Property Council of Australia, 27 August 2012
Over the next three years the overall Australian hotel market will experience continued room occupancy growth, to a stabilised rate of around 66 to 67 percent, according to the AHS Advisory Hotel Performance Outlook – August 2012.
According to the outlook, occupancy in key cities, of 80 percent and above, will keep the rate high, while leisure and regional destinations will experience lower levels.
AHS says the occupancy rate will exceed the 2007 peak.
Historically room rates have increased by up to 7 percent during peak occupancy but the GFC has forced more moderate pricing in the market.
“The GFC seems to have triggered a much more cautious pricing behaviour which, combined with the increasing pressure from online distribution platforms, has reduced rate growth potential by 2 percent to 3 percent country wide, and significantly more in the cities,” the outlook says.
Given the all-time high room occupancy in key cities, over the next three years, room rate growth across Australia is forecast to outperform inflationary growth by about 1 percent.
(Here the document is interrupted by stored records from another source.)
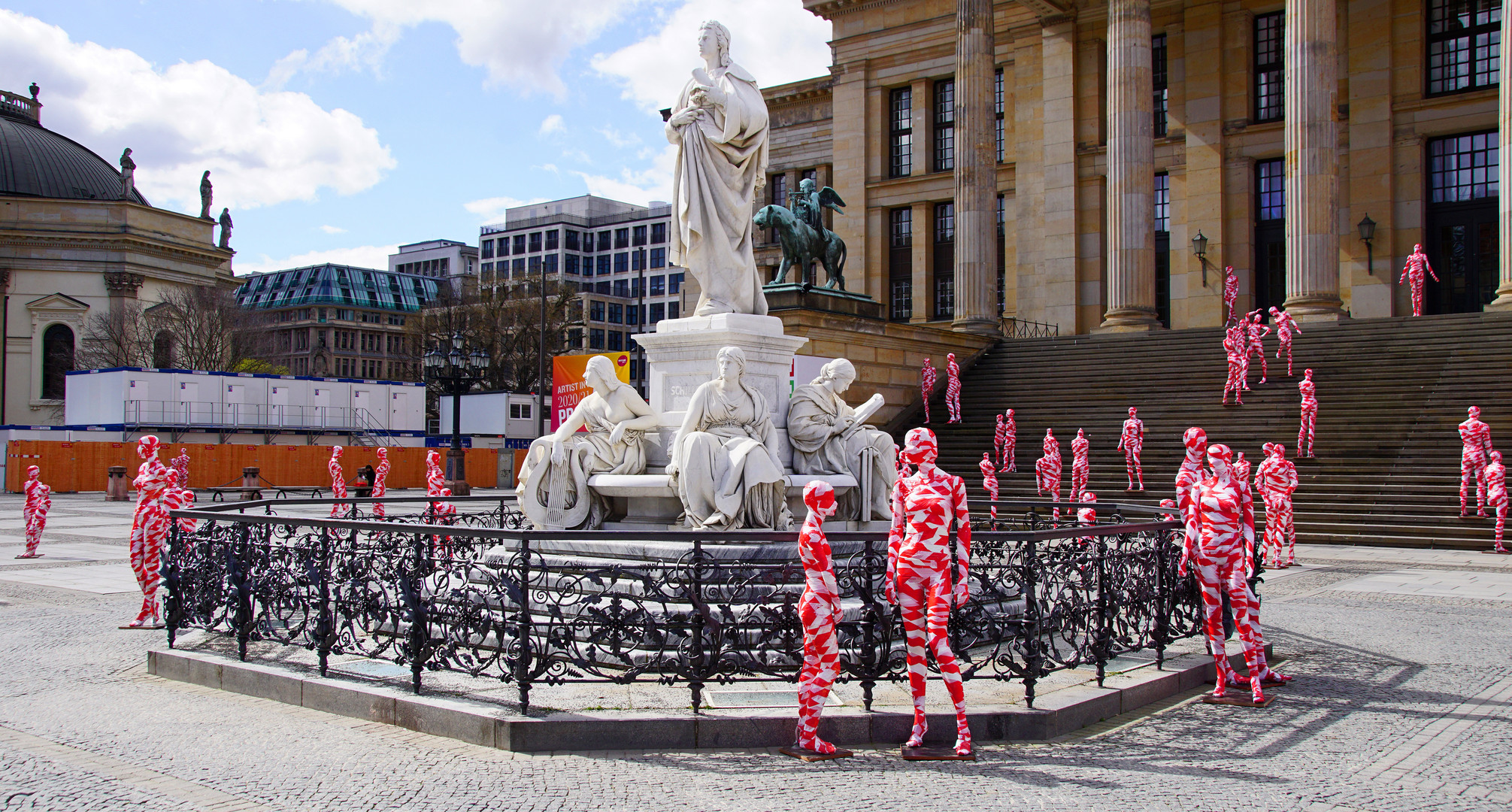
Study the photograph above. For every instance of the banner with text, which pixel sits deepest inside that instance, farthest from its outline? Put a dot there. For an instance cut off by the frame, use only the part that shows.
(568, 386)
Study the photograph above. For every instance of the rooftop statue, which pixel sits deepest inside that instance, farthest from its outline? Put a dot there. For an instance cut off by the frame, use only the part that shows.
(720, 130)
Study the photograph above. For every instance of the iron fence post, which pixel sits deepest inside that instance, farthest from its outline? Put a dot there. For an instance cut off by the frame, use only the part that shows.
(522, 661)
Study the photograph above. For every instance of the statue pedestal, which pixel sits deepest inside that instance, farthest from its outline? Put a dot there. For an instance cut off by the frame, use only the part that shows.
(680, 356)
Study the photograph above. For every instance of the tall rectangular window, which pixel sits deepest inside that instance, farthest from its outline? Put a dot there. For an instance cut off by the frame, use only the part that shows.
(1162, 82)
(1464, 46)
(997, 95)
(1462, 168)
(900, 263)
(1272, 186)
(944, 124)
(1268, 67)
(944, 260)
(900, 132)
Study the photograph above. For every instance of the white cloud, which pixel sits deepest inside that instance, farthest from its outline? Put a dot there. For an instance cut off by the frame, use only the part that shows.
(260, 147)
(637, 186)
(362, 256)
(774, 40)
(519, 43)
(492, 209)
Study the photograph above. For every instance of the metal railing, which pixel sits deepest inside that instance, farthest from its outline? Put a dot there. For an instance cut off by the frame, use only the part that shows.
(257, 417)
(486, 598)
(1024, 329)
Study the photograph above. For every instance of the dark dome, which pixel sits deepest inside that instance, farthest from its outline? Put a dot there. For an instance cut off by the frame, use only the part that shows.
(38, 162)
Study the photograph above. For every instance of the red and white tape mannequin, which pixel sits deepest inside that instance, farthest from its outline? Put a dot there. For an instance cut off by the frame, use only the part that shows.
(989, 483)
(1497, 493)
(1286, 326)
(338, 483)
(1132, 442)
(1011, 441)
(1047, 472)
(953, 387)
(918, 574)
(38, 501)
(1413, 274)
(927, 378)
(1080, 465)
(818, 611)
(380, 481)
(1257, 342)
(1225, 559)
(1474, 438)
(1310, 412)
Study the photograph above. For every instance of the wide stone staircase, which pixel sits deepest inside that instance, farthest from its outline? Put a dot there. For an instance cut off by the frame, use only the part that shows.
(1390, 393)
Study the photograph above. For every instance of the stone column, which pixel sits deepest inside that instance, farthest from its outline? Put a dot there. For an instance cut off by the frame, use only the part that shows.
(1132, 171)
(976, 171)
(1503, 300)
(1311, 141)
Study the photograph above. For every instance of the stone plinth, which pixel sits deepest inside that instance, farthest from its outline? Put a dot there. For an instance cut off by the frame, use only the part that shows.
(680, 356)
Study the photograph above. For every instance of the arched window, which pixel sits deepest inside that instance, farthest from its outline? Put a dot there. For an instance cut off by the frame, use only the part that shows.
(58, 360)
(164, 350)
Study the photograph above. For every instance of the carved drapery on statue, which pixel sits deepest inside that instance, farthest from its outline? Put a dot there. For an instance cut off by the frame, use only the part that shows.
(831, 438)
(725, 463)
(720, 129)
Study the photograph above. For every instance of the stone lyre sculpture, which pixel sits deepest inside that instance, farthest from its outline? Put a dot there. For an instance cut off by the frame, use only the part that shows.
(725, 463)
(554, 481)
(831, 438)
(720, 129)
(206, 195)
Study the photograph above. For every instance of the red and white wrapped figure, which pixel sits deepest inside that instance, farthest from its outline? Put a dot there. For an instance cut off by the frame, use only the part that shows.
(1495, 478)
(38, 501)
(1225, 560)
(149, 531)
(1011, 441)
(1229, 292)
(989, 483)
(338, 483)
(1277, 480)
(182, 466)
(1286, 326)
(1476, 447)
(927, 378)
(1413, 274)
(1132, 442)
(1257, 342)
(380, 480)
(1047, 472)
(1080, 465)
(1238, 368)
(953, 387)
(818, 611)
(1310, 412)
(920, 574)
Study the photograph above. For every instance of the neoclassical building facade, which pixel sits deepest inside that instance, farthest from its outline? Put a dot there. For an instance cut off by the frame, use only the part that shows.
(76, 241)
(1053, 162)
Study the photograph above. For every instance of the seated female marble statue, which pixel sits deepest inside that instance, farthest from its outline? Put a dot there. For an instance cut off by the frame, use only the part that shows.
(554, 481)
(831, 438)
(725, 459)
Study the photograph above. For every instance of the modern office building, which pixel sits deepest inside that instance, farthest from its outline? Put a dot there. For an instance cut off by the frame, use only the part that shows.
(341, 321)
(441, 259)
(613, 253)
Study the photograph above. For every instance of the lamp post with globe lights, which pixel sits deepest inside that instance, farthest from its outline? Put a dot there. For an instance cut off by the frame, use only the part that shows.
(456, 372)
According to AHS, room rate growth will stabilise at a longer term growth rate of around 4 percent.
However, growth in real terms will be lower.
“… as the base for this growth steadily increases, the actual growth rate declines, from 5-6 percent to 3-4 percent, due to the increasingly limited room occupancy growth opportunity and increasing reluctance to aggressively grow room rates,” the outlook says.
“The impact of this slowdown in growth rates is stagnation in real growth when an adjustment for inflation is made, with country-wide revPAR poised to remain at around $100 in 2012 values, which it already achieved in 2008, and significantly exceeded in the late 1990s.”